Chris Ilias wrote:
On 10-02-04 6:30 AM, BJ wrote:
What the heck is a "User Experience person"? I mean, what do they do all
day?
http://en.wikipedia.org/wiki/User_experience_design
For instance, where should "Reply" and "Forward" buttons be?
Where should the 'new tab' button be?
When a download is finished, should we expect the user to open the file?
If so, there should be a way do that when the download is finished.
Notice how new updates are only downloaded when you computer has been
idle for a certain amount of time? That a user experience thing.
I don't know if this has been implemented or not: If you open many tabs
at once, the tab that is displaying should load first.
The Firefox user experience team has a lot of their work documented at
<https://wiki.mozilla.org/Firefox/Projects/UX_Priorities_3.7>.
For Thunderbird, there's <https://wiki.mozilla.org/Thunderbird:UX>.

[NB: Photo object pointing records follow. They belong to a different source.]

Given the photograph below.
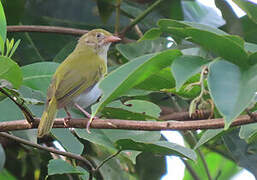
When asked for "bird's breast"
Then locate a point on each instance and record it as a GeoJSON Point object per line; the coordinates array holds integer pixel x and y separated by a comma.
{"type": "Point", "coordinates": [88, 97]}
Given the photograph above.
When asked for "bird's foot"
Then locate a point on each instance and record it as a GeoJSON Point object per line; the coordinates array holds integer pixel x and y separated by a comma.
{"type": "Point", "coordinates": [66, 119]}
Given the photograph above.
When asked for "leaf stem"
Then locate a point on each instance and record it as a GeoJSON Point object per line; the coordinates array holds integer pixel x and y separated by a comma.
{"type": "Point", "coordinates": [205, 165]}
{"type": "Point", "coordinates": [190, 170]}
{"type": "Point", "coordinates": [88, 164]}
{"type": "Point", "coordinates": [28, 115]}
{"type": "Point", "coordinates": [140, 17]}
{"type": "Point", "coordinates": [117, 23]}
{"type": "Point", "coordinates": [107, 159]}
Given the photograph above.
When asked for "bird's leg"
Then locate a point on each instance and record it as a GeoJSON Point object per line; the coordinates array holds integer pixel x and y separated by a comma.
{"type": "Point", "coordinates": [86, 114]}
{"type": "Point", "coordinates": [68, 116]}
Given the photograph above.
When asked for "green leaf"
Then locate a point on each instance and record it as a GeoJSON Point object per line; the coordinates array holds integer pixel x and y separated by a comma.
{"type": "Point", "coordinates": [10, 71]}
{"type": "Point", "coordinates": [96, 136]}
{"type": "Point", "coordinates": [38, 75]}
{"type": "Point", "coordinates": [131, 74]}
{"type": "Point", "coordinates": [222, 45]}
{"type": "Point", "coordinates": [207, 135]}
{"type": "Point", "coordinates": [158, 81]}
{"type": "Point", "coordinates": [2, 28]}
{"type": "Point", "coordinates": [132, 109]}
{"type": "Point", "coordinates": [105, 9]}
{"type": "Point", "coordinates": [59, 166]}
{"type": "Point", "coordinates": [166, 24]}
{"type": "Point", "coordinates": [146, 166]}
{"type": "Point", "coordinates": [14, 48]}
{"type": "Point", "coordinates": [251, 47]}
{"type": "Point", "coordinates": [248, 132]}
{"type": "Point", "coordinates": [249, 7]}
{"type": "Point", "coordinates": [231, 88]}
{"type": "Point", "coordinates": [211, 39]}
{"type": "Point", "coordinates": [219, 167]}
{"type": "Point", "coordinates": [239, 150]}
{"type": "Point", "coordinates": [4, 174]}
{"type": "Point", "coordinates": [253, 58]}
{"type": "Point", "coordinates": [2, 157]}
{"type": "Point", "coordinates": [184, 67]}
{"type": "Point", "coordinates": [157, 147]}
{"type": "Point", "coordinates": [68, 140]}
{"type": "Point", "coordinates": [65, 51]}
{"type": "Point", "coordinates": [151, 34]}
{"type": "Point", "coordinates": [107, 138]}
{"type": "Point", "coordinates": [134, 50]}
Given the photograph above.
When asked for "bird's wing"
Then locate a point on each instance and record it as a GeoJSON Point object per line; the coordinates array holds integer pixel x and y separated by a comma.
{"type": "Point", "coordinates": [73, 81]}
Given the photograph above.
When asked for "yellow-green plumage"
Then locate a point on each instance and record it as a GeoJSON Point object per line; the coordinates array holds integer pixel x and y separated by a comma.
{"type": "Point", "coordinates": [79, 73]}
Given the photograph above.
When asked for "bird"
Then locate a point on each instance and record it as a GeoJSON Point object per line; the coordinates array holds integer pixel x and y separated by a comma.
{"type": "Point", "coordinates": [76, 80]}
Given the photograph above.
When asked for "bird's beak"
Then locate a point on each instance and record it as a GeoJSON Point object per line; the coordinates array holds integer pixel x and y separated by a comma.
{"type": "Point", "coordinates": [110, 39]}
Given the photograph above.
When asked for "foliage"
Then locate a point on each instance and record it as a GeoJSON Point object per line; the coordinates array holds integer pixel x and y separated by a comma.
{"type": "Point", "coordinates": [205, 66]}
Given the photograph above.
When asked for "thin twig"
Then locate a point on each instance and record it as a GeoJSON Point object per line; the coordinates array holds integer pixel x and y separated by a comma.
{"type": "Point", "coordinates": [205, 165]}
{"type": "Point", "coordinates": [117, 21]}
{"type": "Point", "coordinates": [28, 115]}
{"type": "Point", "coordinates": [54, 29]}
{"type": "Point", "coordinates": [129, 124]}
{"type": "Point", "coordinates": [46, 29]}
{"type": "Point", "coordinates": [140, 17]}
{"type": "Point", "coordinates": [190, 170]}
{"type": "Point", "coordinates": [105, 160]}
{"type": "Point", "coordinates": [89, 166]}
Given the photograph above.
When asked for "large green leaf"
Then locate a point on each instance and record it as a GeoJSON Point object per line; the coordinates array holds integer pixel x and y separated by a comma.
{"type": "Point", "coordinates": [2, 157]}
{"type": "Point", "coordinates": [166, 24]}
{"type": "Point", "coordinates": [68, 140]}
{"type": "Point", "coordinates": [133, 50]}
{"type": "Point", "coordinates": [38, 75]}
{"type": "Point", "coordinates": [184, 67]}
{"type": "Point", "coordinates": [163, 79]}
{"type": "Point", "coordinates": [59, 166]}
{"type": "Point", "coordinates": [107, 138]}
{"type": "Point", "coordinates": [4, 174]}
{"type": "Point", "coordinates": [232, 89]}
{"type": "Point", "coordinates": [239, 150]}
{"type": "Point", "coordinates": [249, 7]}
{"type": "Point", "coordinates": [207, 135]}
{"type": "Point", "coordinates": [131, 74]}
{"type": "Point", "coordinates": [219, 167]}
{"type": "Point", "coordinates": [214, 40]}
{"type": "Point", "coordinates": [132, 109]}
{"type": "Point", "coordinates": [248, 132]}
{"type": "Point", "coordinates": [2, 28]}
{"type": "Point", "coordinates": [146, 166]}
{"type": "Point", "coordinates": [157, 147]}
{"type": "Point", "coordinates": [10, 71]}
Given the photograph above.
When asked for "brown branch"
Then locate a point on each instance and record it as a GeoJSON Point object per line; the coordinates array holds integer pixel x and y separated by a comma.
{"type": "Point", "coordinates": [46, 29]}
{"type": "Point", "coordinates": [130, 124]}
{"type": "Point", "coordinates": [24, 110]}
{"type": "Point", "coordinates": [54, 29]}
{"type": "Point", "coordinates": [52, 150]}
{"type": "Point", "coordinates": [184, 116]}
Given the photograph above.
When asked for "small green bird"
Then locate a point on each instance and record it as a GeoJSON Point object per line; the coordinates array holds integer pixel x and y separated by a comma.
{"type": "Point", "coordinates": [76, 80]}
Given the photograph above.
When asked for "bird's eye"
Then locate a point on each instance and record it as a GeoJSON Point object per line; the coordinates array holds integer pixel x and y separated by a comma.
{"type": "Point", "coordinates": [99, 35]}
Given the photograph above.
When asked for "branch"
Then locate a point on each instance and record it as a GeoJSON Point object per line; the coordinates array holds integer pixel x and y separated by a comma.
{"type": "Point", "coordinates": [54, 29]}
{"type": "Point", "coordinates": [28, 115]}
{"type": "Point", "coordinates": [46, 29]}
{"type": "Point", "coordinates": [67, 154]}
{"type": "Point", "coordinates": [184, 116]}
{"type": "Point", "coordinates": [129, 124]}
{"type": "Point", "coordinates": [140, 17]}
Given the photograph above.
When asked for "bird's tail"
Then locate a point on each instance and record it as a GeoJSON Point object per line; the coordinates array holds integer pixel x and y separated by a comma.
{"type": "Point", "coordinates": [47, 119]}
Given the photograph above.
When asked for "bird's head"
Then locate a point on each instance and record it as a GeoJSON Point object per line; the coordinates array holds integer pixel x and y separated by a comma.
{"type": "Point", "coordinates": [98, 39]}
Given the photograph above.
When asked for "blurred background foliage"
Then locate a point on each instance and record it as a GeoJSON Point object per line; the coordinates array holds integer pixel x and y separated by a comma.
{"type": "Point", "coordinates": [38, 56]}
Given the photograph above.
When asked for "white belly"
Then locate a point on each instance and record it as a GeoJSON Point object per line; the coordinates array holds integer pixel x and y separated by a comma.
{"type": "Point", "coordinates": [87, 98]}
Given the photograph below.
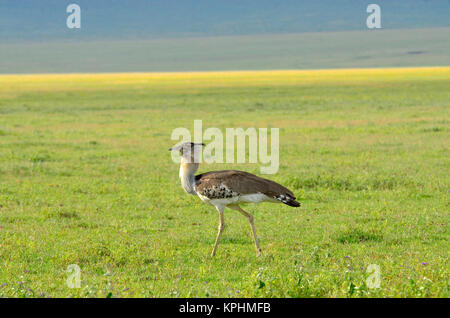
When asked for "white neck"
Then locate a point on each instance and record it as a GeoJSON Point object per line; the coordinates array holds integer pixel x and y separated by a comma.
{"type": "Point", "coordinates": [187, 176]}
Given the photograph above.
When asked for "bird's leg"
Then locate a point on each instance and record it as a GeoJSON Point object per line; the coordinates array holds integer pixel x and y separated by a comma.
{"type": "Point", "coordinates": [221, 228]}
{"type": "Point", "coordinates": [252, 224]}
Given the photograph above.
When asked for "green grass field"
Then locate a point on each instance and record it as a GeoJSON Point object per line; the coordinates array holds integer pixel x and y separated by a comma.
{"type": "Point", "coordinates": [86, 179]}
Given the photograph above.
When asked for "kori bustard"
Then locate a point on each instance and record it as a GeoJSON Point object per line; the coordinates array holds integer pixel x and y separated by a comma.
{"type": "Point", "coordinates": [228, 188]}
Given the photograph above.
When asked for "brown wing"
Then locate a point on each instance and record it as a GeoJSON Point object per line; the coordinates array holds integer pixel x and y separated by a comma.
{"type": "Point", "coordinates": [241, 182]}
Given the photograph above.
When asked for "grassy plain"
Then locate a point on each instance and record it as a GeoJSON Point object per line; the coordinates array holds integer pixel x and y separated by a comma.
{"type": "Point", "coordinates": [86, 179]}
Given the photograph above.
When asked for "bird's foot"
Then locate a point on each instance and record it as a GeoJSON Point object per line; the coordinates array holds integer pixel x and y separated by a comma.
{"type": "Point", "coordinates": [258, 252]}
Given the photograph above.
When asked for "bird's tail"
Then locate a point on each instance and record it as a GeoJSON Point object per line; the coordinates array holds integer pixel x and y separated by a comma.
{"type": "Point", "coordinates": [292, 202]}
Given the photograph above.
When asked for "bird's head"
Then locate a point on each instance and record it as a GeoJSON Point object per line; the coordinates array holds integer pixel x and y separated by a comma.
{"type": "Point", "coordinates": [189, 151]}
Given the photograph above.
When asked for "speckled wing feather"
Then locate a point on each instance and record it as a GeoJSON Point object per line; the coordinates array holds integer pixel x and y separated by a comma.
{"type": "Point", "coordinates": [228, 183]}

Basically a user, who's "job" is to use the software and comment.
Single user - single point failure; in that you only get one opinion.
We (my company) do much the same, except we call boards of users
together for what we call "design advisory group" meetings for new
functions and major changes - sometimes quarterly, depending on the change.
This forum would fully support that sort of purpose, if the SM team
would develop a plan to listen to and rank user feedback (even on a
specified schedule) and then chart that feedback into a road map for
implementation.
...then they could fire the other guy.